One of them stirred.
“Oh, hey, sorry…” he drooled, nudging his partner to move. “C’mon, get up. The owner is here to start work.” The woman moaned and pulled the sleeping bag closer to her.
“Can you just move your suitcase so I can get through the door?” I asked. He had been using it as a pillow.
“Okay, yeah, sure,” he said. “What time do you open?”
“Seven,” I said, thinking, “There’s no way in hell you’re coming in here.”
Something was preventing me from closing the door. I looked down to kick it away and saw that it was a box cutter with a half-inch blade–positioned right where the guy’s hand would have been if he were sleeping on his side.
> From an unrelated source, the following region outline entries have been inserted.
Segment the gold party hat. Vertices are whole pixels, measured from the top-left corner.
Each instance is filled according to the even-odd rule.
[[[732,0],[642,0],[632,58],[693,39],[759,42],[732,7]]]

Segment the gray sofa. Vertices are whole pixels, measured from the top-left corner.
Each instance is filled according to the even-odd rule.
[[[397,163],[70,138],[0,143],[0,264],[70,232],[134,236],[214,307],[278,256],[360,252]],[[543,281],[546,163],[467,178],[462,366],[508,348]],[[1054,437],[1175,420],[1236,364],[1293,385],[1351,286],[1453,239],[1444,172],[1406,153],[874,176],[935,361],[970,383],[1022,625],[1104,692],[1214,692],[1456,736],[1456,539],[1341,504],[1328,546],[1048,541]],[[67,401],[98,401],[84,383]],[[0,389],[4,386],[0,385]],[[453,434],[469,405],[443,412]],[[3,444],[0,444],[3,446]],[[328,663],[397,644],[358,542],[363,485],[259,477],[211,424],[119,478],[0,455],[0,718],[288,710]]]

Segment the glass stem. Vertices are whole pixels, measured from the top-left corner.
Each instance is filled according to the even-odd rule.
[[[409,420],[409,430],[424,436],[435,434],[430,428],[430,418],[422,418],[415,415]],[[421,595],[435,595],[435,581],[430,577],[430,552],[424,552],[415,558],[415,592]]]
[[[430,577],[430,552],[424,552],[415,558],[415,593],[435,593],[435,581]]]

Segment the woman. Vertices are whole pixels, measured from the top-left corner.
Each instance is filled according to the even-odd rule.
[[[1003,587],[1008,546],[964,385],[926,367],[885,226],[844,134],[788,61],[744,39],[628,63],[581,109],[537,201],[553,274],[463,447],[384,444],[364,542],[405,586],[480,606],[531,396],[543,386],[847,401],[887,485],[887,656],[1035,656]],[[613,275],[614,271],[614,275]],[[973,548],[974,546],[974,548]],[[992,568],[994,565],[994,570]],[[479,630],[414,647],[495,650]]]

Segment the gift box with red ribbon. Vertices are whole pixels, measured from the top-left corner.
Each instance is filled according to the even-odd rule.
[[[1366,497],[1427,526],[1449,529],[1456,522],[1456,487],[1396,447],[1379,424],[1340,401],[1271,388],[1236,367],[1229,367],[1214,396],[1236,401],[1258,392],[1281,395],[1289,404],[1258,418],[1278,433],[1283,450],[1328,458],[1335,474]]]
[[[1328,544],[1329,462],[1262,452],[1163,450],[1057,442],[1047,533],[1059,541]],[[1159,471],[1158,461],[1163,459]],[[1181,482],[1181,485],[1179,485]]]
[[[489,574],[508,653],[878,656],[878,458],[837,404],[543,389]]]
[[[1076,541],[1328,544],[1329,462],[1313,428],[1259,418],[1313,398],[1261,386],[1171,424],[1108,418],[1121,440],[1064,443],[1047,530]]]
I was so distracted by the box cutter I forgot to turn off the alarm. It was a blood-curdling noise; as bad, if not worse, than getting stabbed. I looked toward the front door expecting to see the homeless couple glaring at me as if I had set the alarm off on purpose. Instead, the woman was smacking the glass door like it was an alarm, trying to make it stop.
For the entire hour-and-a-half it took me to open the shop, I anticipated what it would be like to tell the couple they were not welcome to use the bathroom. I dreaded the scene that would ensue. I resented them for bringing the inner asshole out of me so early in the morning.
It’s amazing that whenever politicians talk about the homeless they never discuss what it’s like to actually have to live with it. When has Stephen Harper ever stepped over someone to get to work? Instead of programs, they give us laws that don’t work and expect baristas and bartenders to do their jobs for them, at minimum wage. When will they admit we don’t have a surplus, that’s just the money they once used to spend running the government?
Right before I opened the shop, the homeless guy pounded on the door. “Here it comes,” I thought. He pointed to a spot on his wrist. “Quarter to seven,” I said.
He woke up his girlfriend and they folded their things into neat piles, eerily at home. I braced myself for him to pop the question. All packed, he turned and faced me.
Then he did the honourable thing and saluted me.